Heroin begins to replace oxycodone
The day before Nicholas Block overdosed, his parents filled prescriptions for 250 oxycodone pills.
“It was too easy to get at the time,” said his mom, Linda Courtright, who is serving a federal prison sentence for distributing oxycodone, which contributed to Nicholas’ death.
In 2009, the year in which Nicholas overdosed in a North Port motel room, there were 68 reported overdoses due to oxycodone in the Sarasota Medical Examiner’s district, which includes Manatee and DeSoto counties. There were three that year in Charlotte County, followed by 12 in 2010. Sarasota’s number of oxycodone overdoses jumped to 86 in 2010.
The annual 2011 statistics have not been released by the state yet. For the first six months of the year, there were 37 oxycodone deaths in the Sarasota district, and seven in Charlotte.
Because the state imposed new “pill mill” legislation, those numbers are expected to drop for 2012.
“I’m sure physicians also are very cautious these days to write a prescription,” said Dr. Riazul Imami, the medical examiner for Charlotte County.

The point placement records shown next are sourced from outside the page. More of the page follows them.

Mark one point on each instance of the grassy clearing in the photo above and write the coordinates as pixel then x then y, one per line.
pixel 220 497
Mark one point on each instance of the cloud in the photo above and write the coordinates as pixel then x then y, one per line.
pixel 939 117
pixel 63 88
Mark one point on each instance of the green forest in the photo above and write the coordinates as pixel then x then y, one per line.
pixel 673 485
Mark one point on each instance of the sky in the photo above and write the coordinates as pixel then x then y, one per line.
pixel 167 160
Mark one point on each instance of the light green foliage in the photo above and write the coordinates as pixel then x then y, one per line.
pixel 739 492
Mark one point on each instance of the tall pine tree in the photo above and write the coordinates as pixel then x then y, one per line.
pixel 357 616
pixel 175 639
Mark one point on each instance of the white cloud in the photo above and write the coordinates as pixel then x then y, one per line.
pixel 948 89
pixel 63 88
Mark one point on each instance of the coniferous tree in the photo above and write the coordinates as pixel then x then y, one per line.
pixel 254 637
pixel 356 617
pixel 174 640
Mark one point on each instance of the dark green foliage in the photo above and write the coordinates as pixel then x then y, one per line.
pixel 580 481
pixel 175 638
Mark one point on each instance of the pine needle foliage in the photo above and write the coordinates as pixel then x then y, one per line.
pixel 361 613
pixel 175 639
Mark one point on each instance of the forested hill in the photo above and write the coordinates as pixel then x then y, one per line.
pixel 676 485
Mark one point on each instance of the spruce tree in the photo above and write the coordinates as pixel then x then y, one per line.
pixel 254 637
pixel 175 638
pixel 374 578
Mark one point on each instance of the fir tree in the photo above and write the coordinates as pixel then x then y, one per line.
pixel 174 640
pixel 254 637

Due to stronger laws, addicts are finding it more difficult to obtain prescription drugs. The pills now are fairly expensive as well.
That has some prescription drug abusers turning to heroin — and officials are beginning to see that trend starting in Southwest Florida.
Officials at Charlotte Behavioral Health Care are starting to see the “tip of the iceberg right now,” said Dave Thompson, program manager of substance abuse and court services for the facility.
“Heroin is real cheap now,” Thompson said.
Pockets of heroin overdoses and reports of increased usage are surfacing in various American communities.
In Duluth, Minn., law enforcement responded to five reported overdoses in one weekend in July. One of the five died, according to the Northlands NewsCenter.
In Clark County, Nev., home of Las Vegas, officials reported 33 heroin overdoses in 2011. Only 13 people overdosed on heroin in 2009 and 2010 combined, according to the Las Vegas Review-Journal.
In Marion County, Ind., officials reported a 21 percent increase in use from 2010 to 2011.
One treatment center in that county reported a 300 percent increase in patients being addicted to heroin in just the last three months, according to the television station WISH.
“That hasn’t really hit us yet,” said Dr. Katina Matthews-Ferrari, chief medical officer for Charlotte Behavioral Health Care.
The first fatal heroin overdose hasn’t occurred yet — as of the first six months of this year — in Charlotte County, but Imami won’t be surprised to see one.
“It’s a concern for us too,” he said.